Add Cycles with Claude, Codex, Cursor, or Windsurf
This page is for engineers who want their AI coding assistant to integrate Cycles into an existing codebase. Open Claude Code (or Codex, Cursor, Windsurf) in your repo, paste the prompt below, and let it wire one budget-enforced boundary, with a test that proves enforcement, in a single session.
The invariant: Cycles must run before the costly action on the same execution path. Every rule, example, and test on this page exists to prove or enforce that one statement.
If you only need MCP host setup
For Claude Desktop / Claude Code / Cursor / Windsurf MCP server config, see the per-host quickstarts: Claude Desktop · Claude Code · Cursor · Windsurf. MCP gives the assistant access to Cycles tools — it does not by itself enforce budgets in your application's execution path. See MCP vs enforcement below.
The integration contract
Hand this contract to the assistant. It is the do/don't list that turns "integrate Cycles" from an open-ended task into a bounded one.
You are integrating Cycles into an existing agent codebase.
Goal:
Add pre-execution budget/action enforcement around one LLM call or tool call.
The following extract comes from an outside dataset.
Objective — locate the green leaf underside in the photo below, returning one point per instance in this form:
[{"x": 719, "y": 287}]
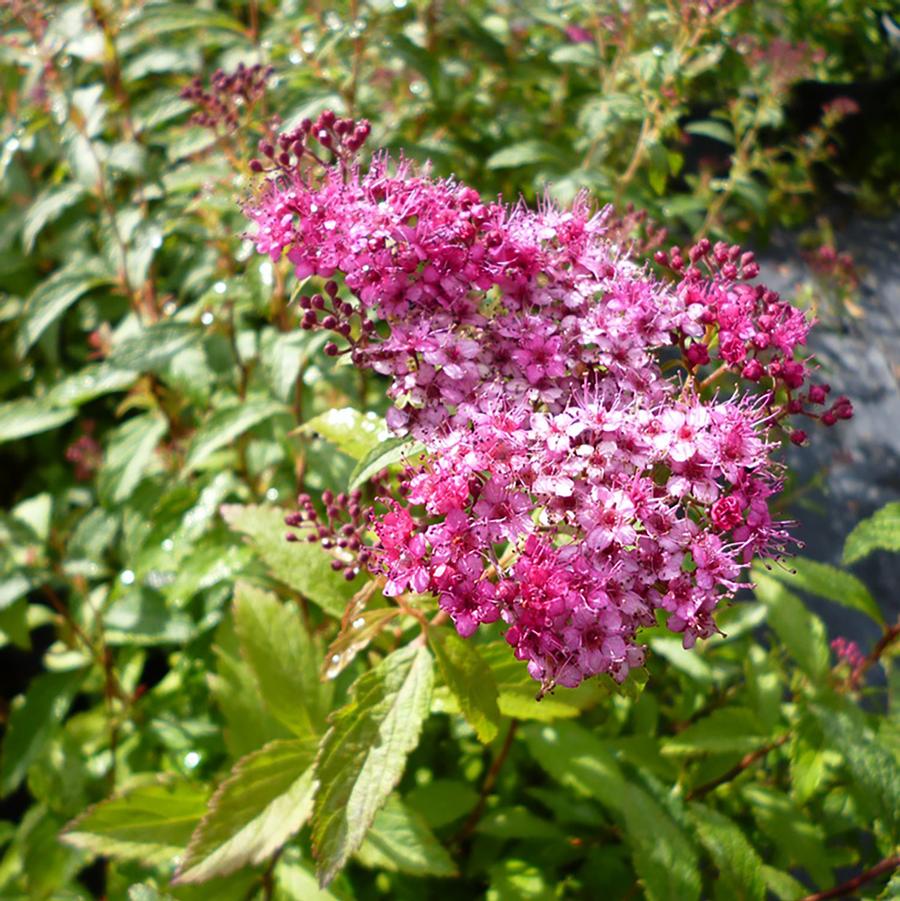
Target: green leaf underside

Prove enforcement with a test, then expand.
Do:
1. Identify model calls and external side-effect tool calls in this repo.
2. Pick ONE boundary to wrap first. Highest cost, highest frequency, or
highest blast radius wins.
3. Use the language-specific client:
- Python: `runcycles` package, `@cycles` decorator
- TypeScript: `runcycles` package, `withCycles` HOF
- Java/Spring: `cycles-client-java-spring`, `@Cycles` annotation
- Rust: `runcycles` crate, `with_cycles()` (auto) or
`ReservationGuard` (manual / streaming)
4. Read configuration from environment:
- CYCLES_BASE_URL (e.g. http://localhost:7878)
- CYCLES_API_KEY (cyc_live_... — issued by the Cycles Admin Server)
- CYCLES_TENANT (e.g. acme-corp)
5. Add a graceful denial fallback: when budget is denied, do NOT execute the
downstream call. Return a fallback, downgrade to a cheaper model, or queue.
6. Add ONE test that proves the downstream call is not invoked when Cycles
denies. Mock the model client; assert it received zero calls on DENY.
Do not:
- Rely on prompts as enforcement.
- Add only logging without a deny path.
- Place the Cycles check after the downstream call.
- Treat MCP tool availability as hard enforcement. The MCP server exposes
Cycles tools to the assistant; it does not gate the application's own
execution path. Production enforcement belongs in the SDK wrapper or
gateway, not in the host's tool list.
- Invent new patterns. Use the decorator / HOF / annotation as documented.
- Wrap more than one boundary in the first pass. Ship one, test it, then
expand.
Success test:
- One LLM (or external tool) call wrapped with the language-appropriate
Cycles primitive.
- Env vars read via `CyclesConfig.from_env()` / `CyclesConfig.fromEnv()` /
Spring properties.
- One test asserting the downstream client is not called on budget denial.
- The change is a small diff — ideally under ~50 lines of production code
plus the test. Spring and Rust may run slightly longer.Definition of done
The integration is complete when all of these are true. This is the checklist Claude/Codex should optimize toward — and that you should grade the diff against before merging.
- [ ] At least one LLM or external tool call is wrapped with the Cycles primitive.
- [ ] The Cycles
reserve(or decorator/HOF/annotation entry) runs before the downstream call. - [ ] On
DENY, the downstream call is skipped entirely. No model API request fires. - [ ] On success, actual usage is committed (not just the original estimate).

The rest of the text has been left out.